Ben rose on shaky legs. “What do we do?” he asked. “I’m starting to wonder—should I leave, too? Burn the place to the ground?”

“For tonight, go to sleep,” Diego told him.

“But will we be safe?” Ben asked.

“Meg, Matt, Jane and Adam will all be here,” Diego said.

“Safer than leaving, then,” Ben agreed. He looked up the stairs, where the last of his guests were gathering their things to leave. He shivered suddenly. “Much safer than leaving.”

*

“Are you really okay?” Brett asked Scarlet.

They’d seen Angus safely to the stables. He’d assured them that he would be fine; he had his shotgun, and he was damned good at watching out for vermin.

Then they’d headed to the museum, reset the alarm after entering and called up to Lara, Matt and Meg to let them know that they were downstairs.

But Brett had paused to question her before going up.

“Surprisingly okay,” she assured him. “I just wonder, how could anyone have rigged that moose head? I don’t want to believe Ben is doing this, but it has to be him. He and Trisha bought the heads. It’s their house. He was working in the dining room, painting, today.”

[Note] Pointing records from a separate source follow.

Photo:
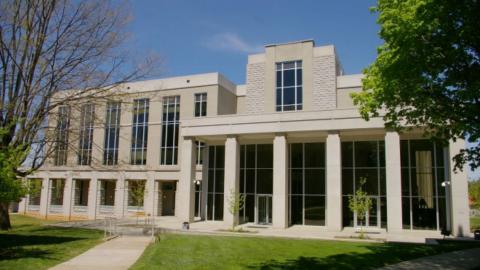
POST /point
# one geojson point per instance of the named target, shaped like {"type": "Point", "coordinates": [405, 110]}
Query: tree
{"type": "Point", "coordinates": [136, 191]}
{"type": "Point", "coordinates": [47, 46]}
{"type": "Point", "coordinates": [360, 203]}
{"type": "Point", "coordinates": [236, 202]}
{"type": "Point", "coordinates": [427, 72]}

“I’d say this has all been in the works for a long time. Daniel was killed months ago, and we don’t even know for sure that was the beginning. That means any number of people had the chance to rig the moose. Not to mention there’s been nothing resembling security around here until this week, and there’s still no alarm up at the main house. In a way, the fact that so much evidence points at Ben suggests that he’s being set up.” He hesitated.

“What? What else?” she asked him.

“We talked to Will Chan today. He’s still working on your camera, but he thinks someone did mess with it, that they took pictures of pictures in a book and then hacked the workings so they’d be erased two minutes after being viewed. So it’s almost certain that the killer rigged both your camera and the moose head.”

“Actually, that’s a relief,” she told him. “Because I just don’t think Ben could have faked his reaction to those pictures.”

“I agree. We’re moving forward, we really are.”

She studied Brett. “I keep wondering... The pictures on my camera, they were an illusion. Do you think it’s possible that something else is going on here, that it’s all really an illusion? That the murders of Nathan Kendall’s descendants are a smoke screen for something else? I mean, this far down the line, how do we really know who’s descended from Nathan and who’s not? Someone might have fooled around outside of marriage, so there could be descendants who aren’t on record, or supposed descendants who really aren’t. How can we ever know the truth?”

“We can’t, not really. But if the killings are a smoke screen, we still have to figure out for what. I don’t know. Maybe there is something here at the ranch that someone wants. But it’s late now, and none of us will be any good without sleep. Are you ready to head up?”